Truck accidents are often more complex than accidents involving standard passenger vehicles. For one, truck drivers are held to different standards and federal regulations. Although these laws and protocols are meant to promote safety, truck accidents account for an overwhelming number of injury-causing accidents each year.
Truck accidents are also unique in that there may be a number of parties who may be held liable. For truck accident victims looking to recover compensation, it is important to establish every individual or business potentially responsible for the accident. This affords injured parties the best chances of recovering the compensation they are entitled to under the law.
In accidents involving semi-trucks, tractor trailers, 18-wheelers or other large commercial vehicles, a personal injury attorney should be consulted. With their expertise, they can investigate the cause of your accident and help hold all responsible parties liable for your injuries.
The Truck Driver
Like anyone operating a vehicle, truck drivers must follow the so-called rules of the road that help keep everyone safe. Truckers must also follow guidelines and rules set forth by the Federal Motor Carrier Safety Administration (FMCSA). These safety standards make sure truck drivers are not spending too much time behind the wheel without rest periods, are not operating vehicles under the influence, and keep detailed documentation of their driving times and vehicle inspection reports.
If a truck driver fails to follow FMCSA standards or violates general roadway laws, they can be held liable if their actions result in an accident.
The Truck Driver’s Employer
Companies that hire truckers have a duty to ensure their drivers have commercial truck licenses and are qualified to operate such large vehicles on the road. As part of this responsibility, they must thoroughly screen candidates by conducting background checks on them prior to offering any contracts of employment. Once a driver is hired, trucking companies are supposed to randomly screen their drivers for instances of drug or alcohol use.

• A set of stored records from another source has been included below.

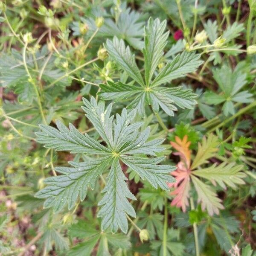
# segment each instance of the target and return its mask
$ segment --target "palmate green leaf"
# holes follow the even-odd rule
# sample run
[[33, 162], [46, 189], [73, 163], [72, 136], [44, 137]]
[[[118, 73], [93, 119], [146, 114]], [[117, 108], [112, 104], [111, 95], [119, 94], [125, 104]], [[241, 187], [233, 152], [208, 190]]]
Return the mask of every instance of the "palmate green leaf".
[[202, 144], [198, 143], [198, 152], [191, 165], [191, 169], [207, 163], [207, 159], [212, 157], [214, 153], [218, 151], [218, 138], [212, 134], [210, 134], [207, 139], [203, 137]]
[[155, 112], [161, 108], [168, 115], [173, 116], [177, 110], [176, 105], [181, 108], [192, 109], [196, 104], [197, 94], [189, 89], [184, 89], [182, 86], [173, 88], [156, 87], [146, 91], [134, 85], [125, 84], [121, 82], [113, 83], [108, 81], [107, 84], [101, 84], [99, 94], [102, 99], [119, 101], [131, 100], [128, 105], [128, 109], [136, 109], [139, 114], [143, 116], [145, 105], [150, 104]]
[[47, 198], [45, 208], [52, 207], [58, 211], [67, 204], [73, 208], [79, 196], [81, 201], [86, 196], [88, 187], [93, 188], [98, 176], [107, 169], [111, 163], [109, 157], [86, 163], [70, 162], [74, 167], [56, 167], [55, 170], [63, 175], [47, 178], [47, 186], [38, 192], [37, 198]]
[[172, 80], [182, 77], [186, 74], [193, 72], [203, 63], [200, 54], [183, 52], [168, 62], [151, 84], [155, 87], [162, 84], [169, 82]]
[[191, 175], [191, 180], [197, 192], [198, 202], [201, 203], [202, 209], [205, 209], [209, 214], [212, 215], [214, 213], [218, 214], [219, 209], [224, 209], [224, 207], [221, 204], [221, 200], [219, 198], [211, 187], [204, 183], [198, 178], [194, 175]]
[[84, 242], [79, 243], [69, 251], [68, 255], [70, 256], [90, 256], [100, 237], [100, 234], [98, 233]]
[[72, 124], [69, 130], [62, 123], [56, 121], [58, 131], [49, 125], [41, 125], [42, 132], [36, 133], [37, 141], [46, 148], [56, 150], [68, 151], [71, 153], [84, 153], [106, 154], [110, 151], [87, 134], [82, 134]]
[[155, 188], [160, 187], [162, 189], [168, 190], [166, 183], [175, 181], [174, 178], [169, 175], [176, 167], [168, 165], [157, 165], [163, 161], [164, 157], [148, 159], [122, 156], [121, 160], [127, 166], [134, 170], [140, 177], [146, 179]]
[[226, 189], [225, 183], [233, 189], [236, 189], [236, 184], [244, 184], [242, 178], [246, 175], [241, 172], [243, 167], [242, 165], [236, 165], [234, 163], [228, 164], [222, 163], [218, 166], [214, 163], [207, 168], [194, 171], [192, 173], [210, 180], [215, 185], [217, 183], [223, 189]]
[[231, 41], [232, 39], [239, 36], [244, 30], [244, 25], [234, 22], [232, 25], [229, 25], [223, 32], [223, 38], [226, 39], [226, 42]]
[[166, 44], [168, 32], [165, 33], [166, 27], [165, 21], [160, 23], [158, 19], [153, 20], [150, 18], [145, 28], [143, 52], [145, 84], [129, 47], [125, 48], [123, 41], [116, 38], [113, 41], [107, 41], [105, 46], [109, 55], [139, 84], [125, 84], [120, 82], [108, 82], [107, 85], [101, 84], [99, 95], [102, 99], [130, 101], [127, 108], [136, 109], [143, 116], [145, 116], [145, 106], [147, 105], [151, 105], [156, 112], [161, 108], [169, 116], [174, 115], [174, 111], [177, 110], [176, 106], [182, 108], [193, 108], [196, 103], [195, 99], [197, 95], [191, 90], [181, 87], [164, 88], [159, 86], [195, 70], [202, 63], [200, 55], [184, 52], [177, 55], [167, 63], [154, 79]]
[[136, 198], [130, 192], [125, 180], [127, 178], [122, 172], [118, 159], [113, 161], [106, 186], [102, 190], [105, 194], [99, 202], [103, 206], [98, 213], [102, 217], [101, 227], [103, 230], [110, 226], [111, 231], [116, 232], [120, 227], [126, 233], [128, 222], [125, 214], [135, 217], [136, 213], [127, 198], [136, 200]]
[[157, 233], [157, 230], [161, 232], [163, 229], [163, 215], [159, 212], [148, 214], [142, 212], [138, 215], [140, 220], [137, 224], [141, 229], [145, 228], [148, 231], [150, 240], [154, 239]]
[[86, 116], [107, 145], [103, 146], [87, 134], [83, 134], [72, 125], [70, 125], [68, 129], [57, 122], [58, 130], [42, 125], [42, 131], [37, 134], [37, 140], [44, 143], [47, 147], [96, 154], [100, 157], [84, 163], [70, 163], [73, 167], [56, 168], [56, 172], [61, 175], [47, 178], [45, 183], [49, 186], [38, 192], [35, 196], [46, 198], [46, 208], [51, 207], [55, 211], [58, 211], [67, 204], [70, 209], [78, 198], [80, 201], [84, 200], [88, 187], [93, 189], [99, 175], [111, 166], [103, 190], [105, 194], [99, 203], [101, 207], [99, 216], [102, 218], [102, 230], [110, 226], [113, 232], [120, 228], [125, 233], [128, 228], [126, 215], [132, 217], [136, 215], [127, 198], [136, 200], [136, 198], [127, 187], [127, 178], [119, 161], [127, 163], [154, 187], [166, 190], [168, 189], [167, 183], [174, 180], [169, 173], [175, 167], [158, 165], [163, 157], [141, 157], [142, 154], [144, 157], [146, 154], [155, 156], [156, 153], [164, 148], [160, 146], [163, 140], [148, 141], [149, 127], [139, 132], [143, 122], [131, 122], [136, 113], [135, 110], [128, 113], [123, 109], [121, 115], [116, 114], [113, 122], [113, 116], [110, 116], [111, 104], [105, 108], [104, 102], [97, 103], [93, 97], [90, 102], [84, 99], [84, 102], [85, 105], [83, 108]]
[[166, 22], [160, 23], [158, 19], [154, 20], [150, 17], [145, 27], [145, 47], [143, 50], [145, 58], [145, 81], [148, 86], [154, 72], [160, 59], [163, 55], [169, 32], [164, 33]]
[[[99, 29], [95, 37], [102, 40], [102, 38], [113, 38], [116, 36], [118, 38], [122, 38], [132, 47], [138, 49], [142, 49], [143, 42], [141, 40], [143, 35], [143, 28], [145, 22], [144, 17], [141, 13], [131, 10], [131, 8], [127, 8], [125, 2], [119, 8], [121, 8], [119, 18], [116, 20], [107, 18], [107, 16], [111, 16], [112, 14], [105, 13], [101, 16], [104, 17], [104, 23]], [[103, 9], [103, 7], [101, 7]], [[89, 26], [89, 30], [92, 34], [98, 28], [95, 24], [95, 19], [90, 17], [84, 19], [81, 17], [82, 21], [86, 23]], [[79, 34], [79, 23], [74, 22], [75, 30]]]
[[116, 63], [134, 81], [144, 86], [144, 82], [135, 62], [135, 56], [131, 54], [128, 47], [125, 48], [123, 40], [119, 40], [115, 36], [113, 41], [107, 40], [105, 47]]

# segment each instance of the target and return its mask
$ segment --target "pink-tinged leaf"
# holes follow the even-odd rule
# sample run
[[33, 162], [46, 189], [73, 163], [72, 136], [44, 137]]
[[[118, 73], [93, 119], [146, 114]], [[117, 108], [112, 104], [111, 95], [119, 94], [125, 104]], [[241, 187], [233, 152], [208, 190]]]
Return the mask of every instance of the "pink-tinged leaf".
[[173, 154], [179, 156], [180, 160], [186, 164], [186, 168], [189, 169], [191, 160], [191, 151], [189, 148], [191, 143], [188, 141], [188, 136], [186, 135], [184, 136], [182, 140], [177, 136], [175, 136], [175, 140], [177, 143], [172, 141], [170, 143], [171, 145], [178, 151], [174, 153]]
[[198, 195], [198, 201], [201, 203], [202, 209], [204, 210], [206, 208], [211, 215], [213, 215], [214, 213], [218, 214], [219, 209], [224, 209], [221, 203], [221, 200], [218, 197], [209, 186], [193, 175], [192, 175], [191, 177]]
[[182, 162], [177, 165], [177, 169], [172, 172], [172, 175], [176, 178], [175, 183], [169, 184], [169, 187], [173, 187], [175, 189], [171, 194], [176, 195], [172, 200], [171, 205], [181, 207], [183, 212], [185, 212], [186, 207], [189, 205], [188, 198], [190, 189], [189, 182], [190, 171], [188, 170]]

When a truck company employs an unsuitable driver or encourages their employees to ignore federal safety regulations, they can ultimately be held responsible for any accidents their drivers cause.
The truck driver is usually not responsible for loading cargo onto their vehicle. Their focus is hauling cargo from Point A to Point B. This means that a separate entity, usually a freight company, handles the process of loading and securing freight onto a commercial truck for transport.
An accident that occurs as a result of improperly secured cargo or hazardous material that was not correctly labeled can result in liability being placed with the freight or cargo company.
The Truck’s Manufacturer
Commercial trucks have many intricate parts and components that allow them to carry such heavy loads over long distances. As part of their upkeep, they regularly undergo routine maintenance to keep them roadworthy and safe to operate.
If equipment fails due to a vehicle defect or an improperly installed part, the truck’s manufacturer or repair shop can be held liable for any resulting accidents and injuries.
With so many potentially at-fault parties involved in a truck accident, it can be difficult to determine who to hold liable. Only experienced truck accident attorneys can investigate the cause of a truck accident and advocate on behalf of injured parties to help them recover compensation from those responsible for their injuries.